When you create a resource, you can configure the resource so that it will move to a new node after a defined number of failures by setting the migration-threshold option for that resource. Once the threshold has been reached, this node will no longer be allowed to run the failed resource until:
  • The administrator manually resets the resource's failcount using the pcs resource failcount command.
  • The resource's failure-timeout value is reached.
The value of migration-threshold is set to INFINITY by default. INFINITY is defined internally as a very large but finite number. A value of 0 disables the migration-threshold feature.

Note

Setting a migration-threshold for a resource is not the same as configuring a resource for migration, in which the resource moves to another location without loss of state.

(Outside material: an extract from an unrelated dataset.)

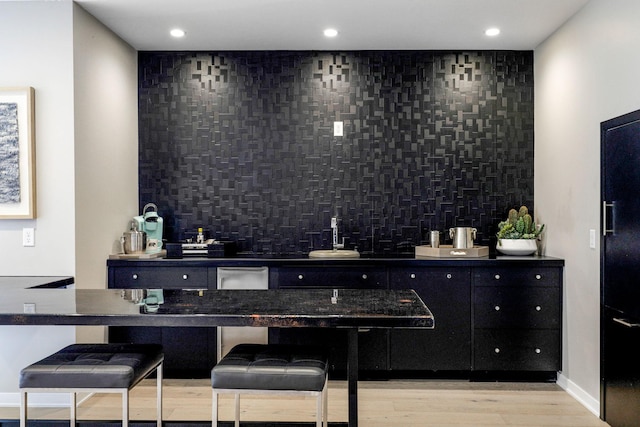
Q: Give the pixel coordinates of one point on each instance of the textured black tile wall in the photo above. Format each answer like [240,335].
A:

The following example adds a migration threshold of 10 to the resource named dummy_resource, which indicates that the resource will move to a new node after 10 failures.
# pcs resource meta dummy_resource migration-threshold=10
You can add a migration threshold to the defaults for the whole cluster with the following command.
# pcs resource defaults migration-threshold=10
To determine the resource's current failure status and limits, use the pcs resource failcount command.
There are two exceptions to the migration threshold concept; they occur when a resource either fails to start or fails to stop. If the cluster property start-failure-is-fatal is set to true (which is the default), start failures cause the failcount to be set to INFINITY and thus always cause the resource to move immediately. For information on the start-failure-is-fatal option, see Table 12.1, “Cluster Properties”.
Stop failures are slightly different and crucial. If a resource fails to stop and STONITH is enabled, then the cluster will fence the node in order to be able to start the resource elsewhere. If STONITH is not enabled, then the cluster has no way to continue and will not try to start the resource elsewhere, but will try to stop it again after the failure timeout.